Tuesday, November 10, 2009

Carry Trade - Path to another financial turmoil?


For financial sector enthusiasts, the word ‘carry trade’ is not new. It has been in existence for over two decades and has been popularly known as “yen carry trade”. This investment strategy has come to the limelight in the last fortnight, as noted economist, Mr. Nouriel Roubini know as Dr Doom, spoke about the US dollar milking the mother of all carry trades. Nouriel Roubini’s claim to fame has been his prediction of the current economic recession and hence his view invites scores of thinkers and market analysts to analyse the subject.


Carry Trade- How does this investment strategy work?
Simply put, investors which include financial institutions and hedge funds, borrow money in a currency that is cheaply available ( in this case the US dollar) i.e. at phenomenally low rates of interest and invest in off-shore asset classes that provide higher rates of interest. The asset classes could include stock, bonds and commodities among others.

The risks involved include exchange rate risk (movement of the funding currency) and risk of the asset class in which the investment has been made. Likewise, the return from this strategy includes gains/losses from movement in currency and gain/losses from the investment in the asset class.

The premise on which carry trade functions is

• The funding currency (in this case the US dollar) will weaken or at best remain stable and

• The Central Bank of the funding country intends keep the borrowing costs low

Currently the US dollar is available at near zero rates and the US Fed has indicated that rates will remain low for an extended period. This has encouraged traders to resort to the “US dollar carry trade” investment strategy (US dollar is used as the funding currency) for quick bucks. After all, who doesn’t want to make hay when the sun shines?

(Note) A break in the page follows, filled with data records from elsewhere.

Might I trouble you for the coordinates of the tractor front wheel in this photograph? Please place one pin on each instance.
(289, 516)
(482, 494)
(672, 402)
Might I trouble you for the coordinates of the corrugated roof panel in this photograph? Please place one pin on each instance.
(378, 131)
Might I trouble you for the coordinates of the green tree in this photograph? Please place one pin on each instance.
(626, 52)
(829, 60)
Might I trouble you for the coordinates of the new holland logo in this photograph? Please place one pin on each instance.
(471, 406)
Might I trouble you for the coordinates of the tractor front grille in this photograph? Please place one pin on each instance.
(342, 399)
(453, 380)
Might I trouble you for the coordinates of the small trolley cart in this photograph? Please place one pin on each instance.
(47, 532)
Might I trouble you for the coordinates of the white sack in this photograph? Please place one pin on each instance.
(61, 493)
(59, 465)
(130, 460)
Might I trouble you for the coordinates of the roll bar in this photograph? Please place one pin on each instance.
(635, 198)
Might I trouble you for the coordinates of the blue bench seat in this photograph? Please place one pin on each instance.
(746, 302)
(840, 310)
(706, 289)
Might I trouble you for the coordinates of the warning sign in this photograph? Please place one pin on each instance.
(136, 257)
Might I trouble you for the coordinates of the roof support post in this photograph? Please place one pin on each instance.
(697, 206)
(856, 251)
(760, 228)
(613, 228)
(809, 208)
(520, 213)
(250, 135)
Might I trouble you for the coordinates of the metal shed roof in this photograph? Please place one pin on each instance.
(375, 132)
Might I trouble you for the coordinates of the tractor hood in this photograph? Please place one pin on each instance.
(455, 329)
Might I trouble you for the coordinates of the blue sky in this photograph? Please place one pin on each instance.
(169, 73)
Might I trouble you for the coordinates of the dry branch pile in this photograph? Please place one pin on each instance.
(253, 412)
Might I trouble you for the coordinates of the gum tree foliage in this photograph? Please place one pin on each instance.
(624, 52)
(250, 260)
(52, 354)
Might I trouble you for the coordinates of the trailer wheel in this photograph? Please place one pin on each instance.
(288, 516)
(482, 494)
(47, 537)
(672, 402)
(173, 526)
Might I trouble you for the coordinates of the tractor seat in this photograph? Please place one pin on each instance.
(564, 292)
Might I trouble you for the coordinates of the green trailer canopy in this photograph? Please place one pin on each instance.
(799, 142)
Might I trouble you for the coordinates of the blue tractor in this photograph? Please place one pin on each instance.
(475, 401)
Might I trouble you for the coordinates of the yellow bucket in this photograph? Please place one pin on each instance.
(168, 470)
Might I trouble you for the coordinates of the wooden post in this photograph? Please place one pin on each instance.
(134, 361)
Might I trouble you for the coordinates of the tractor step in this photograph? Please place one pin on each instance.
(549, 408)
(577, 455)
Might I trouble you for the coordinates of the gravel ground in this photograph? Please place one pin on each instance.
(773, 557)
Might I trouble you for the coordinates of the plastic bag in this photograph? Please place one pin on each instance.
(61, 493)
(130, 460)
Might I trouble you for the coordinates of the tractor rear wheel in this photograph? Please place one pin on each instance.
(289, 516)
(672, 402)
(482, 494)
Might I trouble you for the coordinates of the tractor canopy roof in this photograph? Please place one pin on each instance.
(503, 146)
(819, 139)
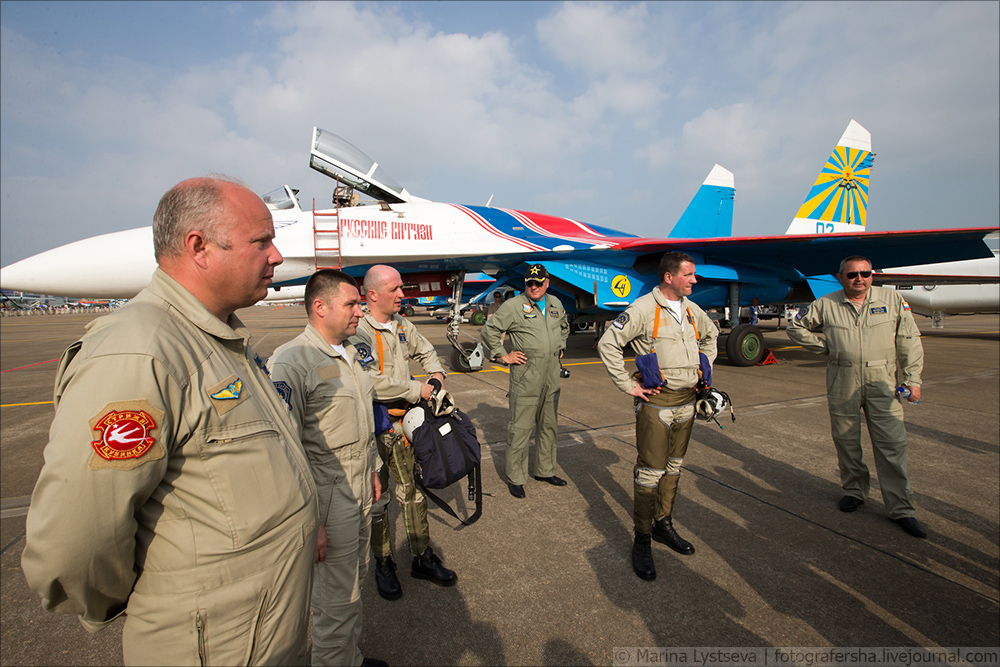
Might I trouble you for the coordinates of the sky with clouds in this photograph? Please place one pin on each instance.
(609, 113)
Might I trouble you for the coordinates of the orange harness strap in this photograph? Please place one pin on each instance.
(379, 336)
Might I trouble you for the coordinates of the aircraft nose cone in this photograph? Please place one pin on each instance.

What has been past experience on Yen carry trade?
The past two decades had seen the yen carry trade grow to several billions of dollars, the quantum of which is debatable, on account of easy availability of funds at low interest rates in Japan- the loose monetary policy stance adopted to awaken the sleeping giant. The most popular trade then was the dollar yen trade. The gain was twosome- return on the asset class and profit on exchange rate on account of a deprecating Yen.

Tables were bound to turn at some point in time. In 2007, Yen took an about turn and started appreciating. The appreciation was significant enough forcing traders to unwind the Yen carry trades. This had an impact on markets as positions were getting liquidated. The unwinding of carry trade coincided with the downward spiral that the Dow witnessed from around 14,000 to 7,000 levels.

Will dollar carry trade lead to carnage in the financial markets?
For traders, carry trade with US Dollar as the funding currency is an excellent money making opportunity as the Fed has indicated that rates will not head upwards anytime soon. Also the latest reading of the unemployment numbers which has now crossed the 10 per cent mark in the US will make it difficult for the Fed to think of interest rate hardening in the immediate future. Besides, the depreciating US dollar adds to the gains of the traders.

The dollar carry trade is currently on full-fledged. This means that money is flowing out of the US and moving into countries that provide attractive returns on various asset classes. Is this the reason why all asset classes are moving in one direction only i.e. upward? Equity and commodities have been rallying for several months now. Surely fundamentals have improved with pressures on the global economy easing but aren’t valuations looking stretched? Is this a situation of too much liquidity chasing these asset classes? One needs to answer the critical question of whether the economic recovery warrants such a quick run up in prices of the various asset classes. If not, it’s time to exercise caution as an asset bubble is being formed.

When the interest rate cycle in the US turns, it will be accompanied by an appreciation in the currency. That will create havoc in the financial system as traders will rush to unwind their carry trade positions. A downward spiral in the asset classes funded by traders will be witnessed and it will cause pain to the financial markets.

Also, we cannot deny the fact that the dollar as a currency commands immense investor faith and we all fend for it a situation of crisis. If any such situation were to arise, you will find traders of carry trade running for shelter bringing about carnage in several asset classes.